Le nommé Metougna Jean Pierre est aux arrêts depuis le 7 août 2026, suite à une opération de la compagnie de gendarmerie de Maroua. L’opération, menée au quartier Djarengol, a permis l’interpellation de deux suspects et la saisie d’un impressionnant lot de matériels militaires.
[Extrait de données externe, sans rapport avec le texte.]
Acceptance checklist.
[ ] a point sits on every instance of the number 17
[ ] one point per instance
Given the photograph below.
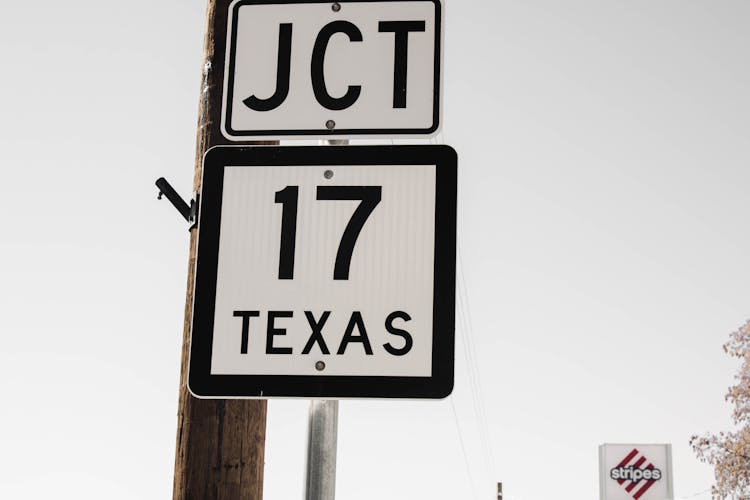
(288, 197)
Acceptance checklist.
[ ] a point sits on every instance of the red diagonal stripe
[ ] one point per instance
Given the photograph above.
(625, 461)
(644, 489)
(628, 458)
(635, 466)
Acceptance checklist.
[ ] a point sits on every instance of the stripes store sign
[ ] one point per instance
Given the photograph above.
(635, 472)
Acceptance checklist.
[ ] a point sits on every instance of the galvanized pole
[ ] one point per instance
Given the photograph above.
(321, 450)
(322, 433)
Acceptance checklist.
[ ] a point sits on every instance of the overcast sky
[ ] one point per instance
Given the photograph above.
(603, 242)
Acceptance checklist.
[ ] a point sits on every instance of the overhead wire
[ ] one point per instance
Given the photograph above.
(470, 356)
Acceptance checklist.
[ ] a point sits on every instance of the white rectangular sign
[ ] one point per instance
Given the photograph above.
(635, 472)
(328, 264)
(332, 69)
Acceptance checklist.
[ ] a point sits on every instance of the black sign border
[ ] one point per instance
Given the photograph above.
(239, 135)
(203, 384)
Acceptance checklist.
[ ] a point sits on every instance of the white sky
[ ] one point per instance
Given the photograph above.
(603, 233)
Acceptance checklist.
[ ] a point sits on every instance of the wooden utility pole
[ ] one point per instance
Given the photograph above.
(220, 443)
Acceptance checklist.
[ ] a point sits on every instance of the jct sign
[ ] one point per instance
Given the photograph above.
(332, 69)
(635, 472)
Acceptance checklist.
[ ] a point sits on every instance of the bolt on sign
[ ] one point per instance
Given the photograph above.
(325, 272)
(635, 471)
(328, 69)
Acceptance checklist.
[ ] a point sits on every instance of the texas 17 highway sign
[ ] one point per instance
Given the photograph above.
(317, 68)
(325, 272)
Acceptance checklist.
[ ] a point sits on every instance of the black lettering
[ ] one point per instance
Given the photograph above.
(408, 341)
(245, 315)
(355, 320)
(272, 331)
(316, 335)
(282, 74)
(401, 29)
(317, 65)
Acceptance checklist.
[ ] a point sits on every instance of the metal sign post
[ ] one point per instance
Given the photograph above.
(322, 433)
(321, 450)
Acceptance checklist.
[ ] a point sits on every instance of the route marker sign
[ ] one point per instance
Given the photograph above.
(311, 68)
(325, 272)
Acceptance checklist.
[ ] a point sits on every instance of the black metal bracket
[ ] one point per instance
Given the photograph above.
(188, 212)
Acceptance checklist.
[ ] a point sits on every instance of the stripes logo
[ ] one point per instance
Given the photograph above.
(633, 475)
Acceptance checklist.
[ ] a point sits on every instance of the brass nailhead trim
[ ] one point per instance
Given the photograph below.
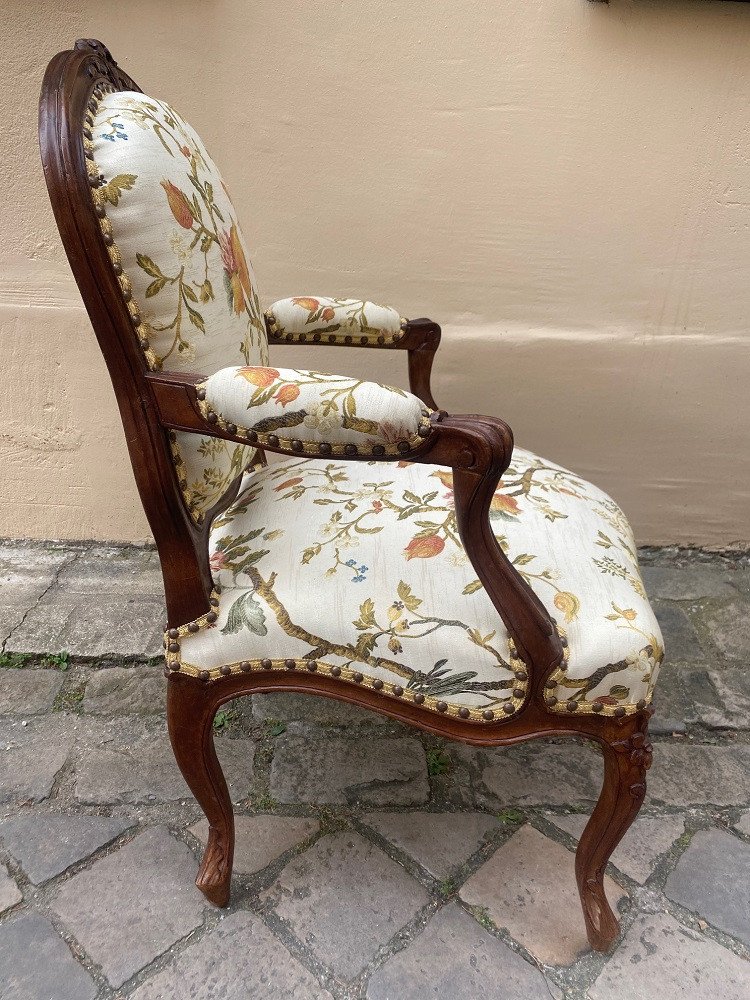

C’est l’opération de l’année s’en vante-on à la compagnie de gendarmerie de Maroua. Selon les informations recueillies par votre journal, l’intervention a été déclenchée après des soupçons d’usurpation de titre au sein des forces de défense. Face à la gravité des faits, le Commandant de la Légion de gendarmerie a coordonné une descente menée par des éléments spécialisés de la Compagnie de Gendarmerie de Maroua.
L’opération s’est soldée par l’arrestation de Metougna Jean-Pierre, présenté comme l’auteur principal, ainsi que de Dame Zambo Mbezele Marie Antony. Cette dernière aurait été surprise alors qu’elle tentait de dissimuler une arme d’autodéfense à l’intérieur du domicile perquisitionné. La fouille des lieux a permis de découvrir un véritable arsenal. Les enquêteurs ont notamment saisi un pistolet d’autodéfense accompagné de cinq cartouches, des émetteurs-récepteurs, plusieurs tenues militaires réglementaires, une veste de camouflage, des équipements attribués au BIR, un béret de la Marine, des casquettes militaires, ainsi que plusieurs paires de galons correspondant à différents grades. À cette liste s’ajoutent des rangers, des sacs commandos, un Camelbak, une natte BIR, une gamelle militaire, un brassard de la Force multinationale mixte (FMM), des insignes BIR et Commandos, une paire de menottes, des montres militaires, un outil multifonction de type Leatherman, mais également des cachets, des photographies montrant le suspect en uniforme, deux ordinateurs portables, des clés USB, une hache, un projecteur et divers autres objets susceptibles d’intéresser les enquêteurs. Pour les services de sécurité, cette importante saisie témoigne du niveau d’organisation du présumé usurpateur, qui disposait de nombreux attributs pouvant renforcer sa crédibilité auprès de ses victimes potentielles.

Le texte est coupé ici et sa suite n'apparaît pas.